Hossein Dalaveri – Artificial Intelligence Researcher
Despite evident economic limitations, India has achieved remarkable progress in artificial intelligence in recent years, transforming itself from a mere consumer to a shaping player in this domain. This success has not been accidental; rather, it is the product of a practical and people-centric strategy based on two key principles: first, expanding access through low-cost consumption models, and second, long-term investment in technical human capital. Examining this approach, especially for countries facing limitations in access to capital and advanced technologies, can contain valuable strategic lessons.
The Core of Success: Prioritizing Application and Widespread Access
The key to India’s progress in AI lies not in direct competition with global leaders in fundamental research, but in focusing on the practical and scalable applications of this technology in the daily lives of millions. Relying on the success of its previous public digital infrastructures like the “Aadhaar” biometric identification system and the Unified Payments Interface, the Indian government also promotes AI as a developmental tool to solve tangible problems in agriculture, health, and administrative services. This perspective transforms AI from a luxury and specialized commodity into a user-friendly and inclusive service. In this regard, two interconnected components form the driving engine of this strategy.
The first component is the creation of a “small-packet model” for consumer access. This idea is inspired by India’s consumer revolution in the 1980s, where selling hygiene products in small, very cheap packets turned a vast low-income population into consumers. Today, this concept has extended to the AI domain. Instead of expensive monthly subscriptions, a solution to provide AI services for micro and specific applications at negligible cost has been proposed. For example, a shopkeeper can pay a negligible fee to use a text-reading service for analyzing their invoices and automating inventory management. The pilot project “IndiaAI Compute Pillar,” which provides computing power to researchers for less than one dollar per hour, also moves toward testing this same concept. The goal is to reduce the cost barrier and create a mass demand drastically.

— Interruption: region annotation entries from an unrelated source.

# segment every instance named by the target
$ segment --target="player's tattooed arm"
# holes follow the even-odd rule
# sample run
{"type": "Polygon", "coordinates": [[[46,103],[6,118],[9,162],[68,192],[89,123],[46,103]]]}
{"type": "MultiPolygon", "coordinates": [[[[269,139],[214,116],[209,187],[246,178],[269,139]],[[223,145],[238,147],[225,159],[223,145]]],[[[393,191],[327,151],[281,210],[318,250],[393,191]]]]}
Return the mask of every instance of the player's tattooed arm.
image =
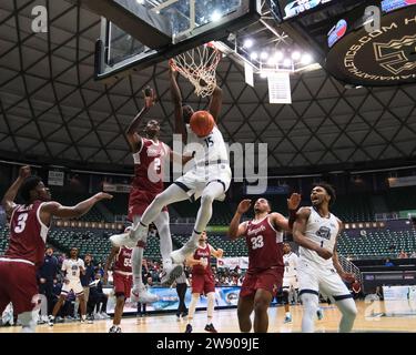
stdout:
{"type": "Polygon", "coordinates": [[[135,118],[130,122],[128,129],[125,130],[125,136],[128,139],[130,150],[132,153],[136,153],[142,148],[142,138],[138,133],[138,128],[142,122],[144,114],[149,111],[151,106],[154,105],[156,98],[154,94],[154,90],[151,88],[146,88],[143,90],[144,93],[144,105],[142,110],[135,115],[135,118]]]}
{"type": "Polygon", "coordinates": [[[237,210],[230,223],[227,235],[231,240],[236,240],[240,236],[243,236],[247,231],[247,224],[245,222],[240,223],[242,215],[248,211],[252,204],[252,200],[243,200],[240,202],[237,210]]]}
{"type": "Polygon", "coordinates": [[[215,87],[212,93],[209,111],[214,118],[215,122],[219,122],[221,108],[223,104],[223,91],[220,87],[215,87]]]}
{"type": "Polygon", "coordinates": [[[106,258],[106,262],[105,262],[105,265],[104,265],[104,276],[103,276],[103,284],[106,285],[108,281],[109,281],[109,270],[111,268],[112,264],[113,264],[113,261],[115,258],[115,255],[120,252],[120,247],[119,246],[113,246],[111,252],[110,252],[110,255],[109,257],[106,258]]]}
{"type": "Polygon", "coordinates": [[[321,247],[318,244],[310,241],[305,236],[306,223],[311,215],[310,209],[301,209],[296,214],[296,221],[293,224],[293,240],[296,244],[316,252],[322,258],[328,260],[333,253],[327,248],[321,247]]]}
{"type": "Polygon", "coordinates": [[[21,166],[20,170],[19,170],[18,179],[16,179],[13,184],[4,193],[4,196],[1,201],[1,204],[4,209],[8,217],[10,217],[10,215],[11,215],[11,213],[12,213],[14,206],[16,206],[14,199],[16,199],[18,192],[19,192],[19,189],[20,189],[22,182],[24,181],[26,178],[29,178],[30,174],[31,174],[31,172],[30,172],[29,165],[21,166]]]}
{"type": "Polygon", "coordinates": [[[293,193],[291,197],[287,199],[287,209],[288,209],[288,230],[292,231],[293,223],[296,221],[296,211],[301,204],[302,196],[298,193],[293,193]]]}
{"type": "Polygon", "coordinates": [[[74,206],[63,206],[55,201],[45,202],[41,206],[40,219],[42,223],[49,225],[52,216],[57,216],[60,219],[80,217],[84,215],[88,211],[90,211],[95,203],[102,200],[111,200],[112,197],[113,196],[109,193],[99,192],[94,194],[92,197],[84,200],[74,206]]]}

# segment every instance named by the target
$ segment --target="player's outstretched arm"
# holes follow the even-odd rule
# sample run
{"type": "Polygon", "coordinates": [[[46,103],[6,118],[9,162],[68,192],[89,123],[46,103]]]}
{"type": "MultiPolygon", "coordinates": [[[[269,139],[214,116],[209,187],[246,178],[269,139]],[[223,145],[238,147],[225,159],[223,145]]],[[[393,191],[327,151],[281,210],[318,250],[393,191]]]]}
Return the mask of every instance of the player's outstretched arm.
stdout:
{"type": "Polygon", "coordinates": [[[246,223],[240,223],[240,220],[242,215],[248,211],[250,206],[252,204],[252,200],[243,200],[240,202],[237,210],[235,211],[235,214],[233,219],[231,220],[230,227],[227,235],[231,240],[236,240],[237,237],[245,234],[245,231],[247,230],[246,223]]]}
{"type": "Polygon", "coordinates": [[[99,192],[94,194],[92,197],[80,202],[74,206],[63,206],[58,202],[47,202],[42,204],[40,211],[41,221],[45,224],[50,224],[50,220],[52,216],[57,216],[60,219],[75,219],[84,215],[88,211],[92,209],[92,206],[102,201],[102,200],[111,200],[113,196],[105,192],[99,192]]]}
{"type": "Polygon", "coordinates": [[[24,181],[26,178],[29,178],[29,176],[30,176],[30,166],[29,165],[21,166],[20,170],[19,170],[18,179],[16,179],[13,184],[4,193],[4,196],[1,201],[1,204],[4,209],[8,217],[10,217],[10,215],[11,215],[13,209],[14,209],[14,205],[16,205],[14,199],[16,199],[18,192],[19,192],[19,189],[20,189],[22,182],[24,181]]]}
{"type": "Polygon", "coordinates": [[[109,257],[106,258],[105,265],[104,265],[104,276],[102,280],[102,283],[106,285],[109,281],[109,270],[111,268],[111,265],[113,264],[115,255],[120,252],[120,246],[113,246],[109,257]]]}
{"type": "Polygon", "coordinates": [[[212,93],[209,111],[214,118],[215,122],[219,122],[221,108],[223,104],[223,91],[220,87],[215,87],[212,93]]]}
{"type": "Polygon", "coordinates": [[[324,247],[321,247],[318,244],[310,241],[305,236],[306,223],[307,223],[310,215],[311,215],[310,209],[301,209],[297,212],[296,221],[293,224],[293,240],[295,241],[296,244],[303,247],[306,247],[311,251],[314,251],[321,257],[328,260],[333,256],[332,252],[329,252],[328,250],[324,247]]]}
{"type": "Polygon", "coordinates": [[[169,79],[171,82],[171,97],[174,108],[175,128],[174,133],[182,135],[182,141],[186,143],[187,133],[185,122],[183,121],[182,93],[177,85],[177,72],[169,65],[169,79]]]}
{"type": "Polygon", "coordinates": [[[139,124],[141,123],[144,114],[149,111],[149,109],[154,105],[154,102],[156,100],[154,90],[149,87],[143,90],[143,94],[144,105],[142,110],[140,110],[140,112],[135,115],[135,118],[130,122],[128,129],[125,130],[125,136],[129,141],[130,150],[133,153],[140,151],[142,146],[142,138],[138,133],[139,124]]]}

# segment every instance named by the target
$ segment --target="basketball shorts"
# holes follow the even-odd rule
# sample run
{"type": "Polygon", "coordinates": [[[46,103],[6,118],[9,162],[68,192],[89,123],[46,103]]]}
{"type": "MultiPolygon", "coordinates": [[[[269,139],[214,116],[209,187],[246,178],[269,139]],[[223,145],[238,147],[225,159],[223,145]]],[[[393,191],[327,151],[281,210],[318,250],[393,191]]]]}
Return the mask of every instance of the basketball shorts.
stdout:
{"type": "Polygon", "coordinates": [[[254,296],[257,290],[268,291],[273,297],[276,296],[277,291],[282,287],[283,270],[267,268],[257,273],[246,273],[243,284],[241,286],[240,296],[254,296]]]}
{"type": "Polygon", "coordinates": [[[313,262],[300,260],[297,278],[300,295],[312,293],[319,296],[321,293],[333,301],[352,297],[347,286],[333,266],[322,267],[313,262]]]}
{"type": "Polygon", "coordinates": [[[37,306],[37,295],[34,265],[0,260],[0,316],[10,302],[14,314],[33,311],[37,306]]]}
{"type": "Polygon", "coordinates": [[[123,275],[118,272],[113,273],[114,294],[116,297],[124,295],[125,298],[130,297],[131,287],[133,285],[132,275],[123,275]]]}
{"type": "MultiPolygon", "coordinates": [[[[158,194],[159,193],[132,187],[129,195],[129,221],[132,222],[134,215],[143,215],[144,211],[158,194]]],[[[162,211],[168,212],[168,207],[164,206],[162,211]]]]}
{"type": "Polygon", "coordinates": [[[77,296],[80,296],[84,293],[84,288],[81,285],[81,281],[70,280],[68,284],[62,284],[61,295],[68,295],[71,290],[77,296]]]}
{"type": "Polygon", "coordinates": [[[207,295],[215,292],[215,280],[213,274],[192,274],[192,293],[207,295]]]}
{"type": "Polygon", "coordinates": [[[212,182],[220,182],[224,191],[215,200],[224,201],[225,192],[231,183],[231,169],[229,164],[213,164],[209,166],[196,166],[186,172],[175,181],[175,184],[182,187],[190,199],[195,201],[201,197],[204,189],[212,182]]]}
{"type": "Polygon", "coordinates": [[[294,288],[297,290],[300,287],[298,282],[297,282],[297,276],[287,276],[283,277],[283,290],[285,288],[294,288]]]}

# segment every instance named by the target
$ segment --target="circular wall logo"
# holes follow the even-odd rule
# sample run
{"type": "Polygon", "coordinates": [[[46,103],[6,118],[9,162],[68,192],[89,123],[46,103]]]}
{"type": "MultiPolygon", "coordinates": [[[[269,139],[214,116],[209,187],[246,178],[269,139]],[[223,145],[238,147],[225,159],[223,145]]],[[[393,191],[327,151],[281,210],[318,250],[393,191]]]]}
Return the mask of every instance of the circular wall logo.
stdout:
{"type": "Polygon", "coordinates": [[[383,14],[373,32],[351,31],[328,51],[326,69],[363,87],[416,82],[416,7],[383,14]]]}

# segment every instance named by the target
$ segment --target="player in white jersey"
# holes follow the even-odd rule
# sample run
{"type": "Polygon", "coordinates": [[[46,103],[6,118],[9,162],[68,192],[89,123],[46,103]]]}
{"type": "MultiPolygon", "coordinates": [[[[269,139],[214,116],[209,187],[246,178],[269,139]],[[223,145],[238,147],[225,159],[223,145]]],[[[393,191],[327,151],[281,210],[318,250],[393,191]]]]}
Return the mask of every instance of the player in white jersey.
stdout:
{"type": "Polygon", "coordinates": [[[353,296],[343,282],[352,282],[354,275],[344,272],[336,253],[342,222],[329,212],[335,197],[334,187],[319,183],[312,190],[312,206],[300,209],[293,225],[293,237],[300,245],[297,276],[304,333],[314,332],[319,292],[329,297],[343,314],[341,333],[351,332],[357,314],[353,296]]]}
{"type": "MultiPolygon", "coordinates": [[[[227,150],[219,128],[215,125],[206,136],[197,136],[191,131],[187,123],[193,110],[189,105],[182,105],[181,91],[172,69],[171,92],[175,106],[175,133],[182,134],[183,141],[187,142],[185,153],[194,153],[194,160],[189,163],[192,168],[154,199],[134,230],[130,233],[113,235],[110,240],[114,245],[134,245],[138,240],[148,233],[149,224],[158,217],[163,206],[179,201],[201,197],[201,207],[196,215],[191,239],[180,250],[171,253],[173,262],[182,264],[197,248],[200,236],[212,216],[212,204],[214,200],[224,200],[232,174],[227,150]]],[[[215,121],[219,118],[221,105],[222,90],[216,87],[209,109],[215,121]]]]}
{"type": "Polygon", "coordinates": [[[292,252],[291,244],[283,244],[283,263],[285,265],[283,275],[283,302],[285,307],[284,323],[292,322],[292,314],[290,308],[290,295],[293,295],[295,303],[297,303],[297,258],[298,256],[292,252]]]}
{"type": "Polygon", "coordinates": [[[85,273],[85,266],[83,260],[78,257],[77,247],[71,247],[70,256],[70,258],[65,258],[62,263],[61,270],[64,273],[64,283],[62,285],[61,295],[53,307],[52,315],[49,316],[50,326],[53,326],[54,318],[71,290],[77,295],[80,303],[81,323],[85,323],[87,302],[84,301],[84,291],[80,278],[80,274],[85,273]]]}

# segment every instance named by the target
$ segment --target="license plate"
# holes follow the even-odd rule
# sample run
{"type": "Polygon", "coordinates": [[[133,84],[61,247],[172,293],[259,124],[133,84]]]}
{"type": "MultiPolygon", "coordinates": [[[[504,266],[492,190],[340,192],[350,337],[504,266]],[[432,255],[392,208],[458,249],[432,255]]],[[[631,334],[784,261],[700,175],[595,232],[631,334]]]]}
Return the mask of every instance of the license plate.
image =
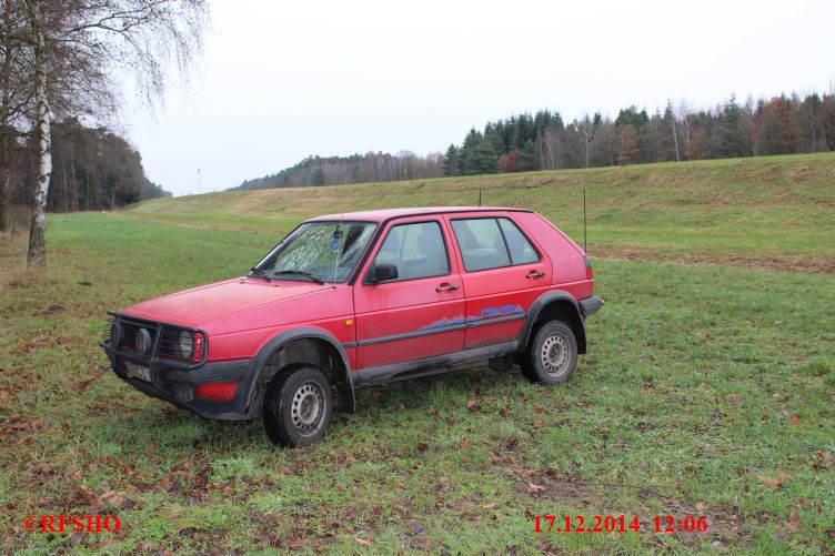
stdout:
{"type": "Polygon", "coordinates": [[[143,367],[142,365],[137,365],[135,363],[131,363],[129,361],[124,362],[124,368],[128,371],[128,376],[132,376],[145,382],[151,382],[150,368],[143,367]]]}

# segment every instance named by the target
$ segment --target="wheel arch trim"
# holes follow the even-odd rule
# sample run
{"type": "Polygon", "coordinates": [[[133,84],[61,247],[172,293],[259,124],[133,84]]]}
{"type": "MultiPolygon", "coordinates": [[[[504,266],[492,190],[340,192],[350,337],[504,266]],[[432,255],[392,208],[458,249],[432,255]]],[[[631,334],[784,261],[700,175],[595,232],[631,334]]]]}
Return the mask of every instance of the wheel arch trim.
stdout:
{"type": "Polygon", "coordinates": [[[248,393],[250,404],[254,402],[253,395],[255,393],[255,386],[262,381],[261,375],[263,374],[264,367],[266,366],[266,362],[270,361],[270,358],[272,358],[272,356],[283,347],[299,340],[319,340],[325,342],[336,351],[342,362],[342,368],[335,371],[340,378],[340,382],[336,386],[340,391],[345,411],[351,413],[355,412],[356,401],[354,398],[354,385],[351,373],[351,362],[348,357],[348,352],[345,351],[342,343],[336,338],[336,336],[323,328],[316,328],[312,326],[304,326],[282,332],[270,338],[263,346],[261,346],[253,360],[253,370],[256,373],[256,376],[255,380],[252,381],[252,384],[250,385],[250,392],[248,393]]]}
{"type": "Polygon", "coordinates": [[[583,325],[583,312],[580,309],[580,303],[577,303],[577,300],[570,294],[569,292],[564,290],[556,290],[551,292],[545,292],[534,302],[531,304],[531,309],[527,311],[527,317],[525,319],[525,324],[522,326],[522,333],[519,336],[519,345],[521,350],[524,350],[527,347],[527,343],[531,340],[531,332],[533,331],[533,326],[536,323],[537,319],[540,317],[540,314],[542,311],[555,303],[560,304],[569,304],[571,307],[573,307],[573,321],[567,323],[572,328],[574,328],[574,333],[577,336],[577,353],[585,353],[586,352],[586,341],[585,341],[585,326],[583,325]]]}

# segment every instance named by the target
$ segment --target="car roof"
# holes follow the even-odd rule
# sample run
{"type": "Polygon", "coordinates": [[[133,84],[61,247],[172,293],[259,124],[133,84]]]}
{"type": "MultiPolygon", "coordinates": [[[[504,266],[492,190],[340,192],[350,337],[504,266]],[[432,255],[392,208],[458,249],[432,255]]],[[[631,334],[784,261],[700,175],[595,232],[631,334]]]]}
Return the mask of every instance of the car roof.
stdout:
{"type": "Polygon", "coordinates": [[[530,212],[524,209],[510,209],[505,206],[415,206],[402,209],[382,209],[376,211],[345,212],[342,214],[326,214],[310,219],[309,222],[315,221],[334,221],[334,220],[368,220],[372,222],[385,222],[392,219],[403,219],[408,216],[420,216],[422,214],[447,214],[459,212],[496,212],[496,211],[515,211],[530,212]]]}

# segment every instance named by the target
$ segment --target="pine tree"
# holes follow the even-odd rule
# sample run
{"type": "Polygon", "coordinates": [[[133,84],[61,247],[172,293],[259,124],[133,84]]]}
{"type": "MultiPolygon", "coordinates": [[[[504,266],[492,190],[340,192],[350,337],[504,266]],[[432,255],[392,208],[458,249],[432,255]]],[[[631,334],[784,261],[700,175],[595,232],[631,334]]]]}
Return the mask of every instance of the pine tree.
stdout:
{"type": "Polygon", "coordinates": [[[311,183],[313,185],[324,185],[324,170],[322,170],[322,166],[318,166],[313,171],[313,176],[311,178],[311,183]]]}
{"type": "Polygon", "coordinates": [[[454,144],[450,144],[450,148],[446,149],[446,154],[444,155],[444,175],[447,178],[460,175],[460,164],[461,153],[459,151],[459,148],[454,144]]]}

The second component is designing a smart “talent development roadmap.” India knows that competing to attract the limited number of global AI elites is not a scalable solution; therefore, it has placed its primary focus on training interdisciplinary and applied professionals. This means educating not only engineers but also product managers, industry analysts, and specialists who can bridge the gap between technical capabilities and the real needs of different sectors of the economy.
The government’s role here is crucial: by playing the role of the “first customer” and employing AI solutions in public services, the government both creates an initial market and, by demonstrating benefit, inspires trust and demand in society. Efforts to make infrastructure access inclusive by providing low-cost computational resources to educational centers in smaller cities also fall within this framework.
Turning Limitation into Opportunity
India’s model can be inspiring for several reasons. Firstly, this model emphasizes relative self-reliance and development based on internal needs. Other developing countries, such as Iran, can also create value and provide a platform for the growth and maturity of domestic companies by prioritizing the application of AI to solve internal challenges, such as water resource management, energy optimization, and the development of telemedicine services.
Secondly, economies of scale and a large domestic market in Iran, similar to India, provide the possibility to test and develop low-cost “small-packet” models for the vast number of micro and small-to-medium enterprises.
Thirdly, a young and interested human capital is a shared initial advantage. The key to success is creating a clear educational pathway to transform this raw talent into applied professional forces, emphasizing skills that connect technology to national specialized domains.
However, this path is not without challenges. Dependence on advanced processing hardware and semiconductors, a significant portion of which is still imported, is a significant vulnerability for India and, by extension, for Iran.
This issue can be more severe under sanctions and requires ancillary strategies such as optimizing algorithms for available hardware or targeted technology diplomacy. Also, the risk of deepening the digital divide and creating a persistent separation between those with and without access to this technology is a serious threat that affects the success of the entire project. Smart governance to balance oversight, security, and innovation space, as well as designing mechanisms to retain trained talents within the country, are among the other challenges facing this development model.
In summary, India’s experience shows that progress in advanced technologies does not necessarily require copying Western models. Relying on its indigenous conditions, India has brought AI from the ivory tower to the people and turned it into a tool for development. For Iran, perhaps the main lesson is to redefine AI as a “development-facilitating technology” and to focus on creating low-cost, high-impact, and scalable solutions for society. On this path, investing in people and creating institutional platforms for innovation will be more important than merely investing in technology.
This text was translated using artificial intelligence and may contain errors. If you notice an apparent mistake that makes the text incomprehensible, please inform the website editors.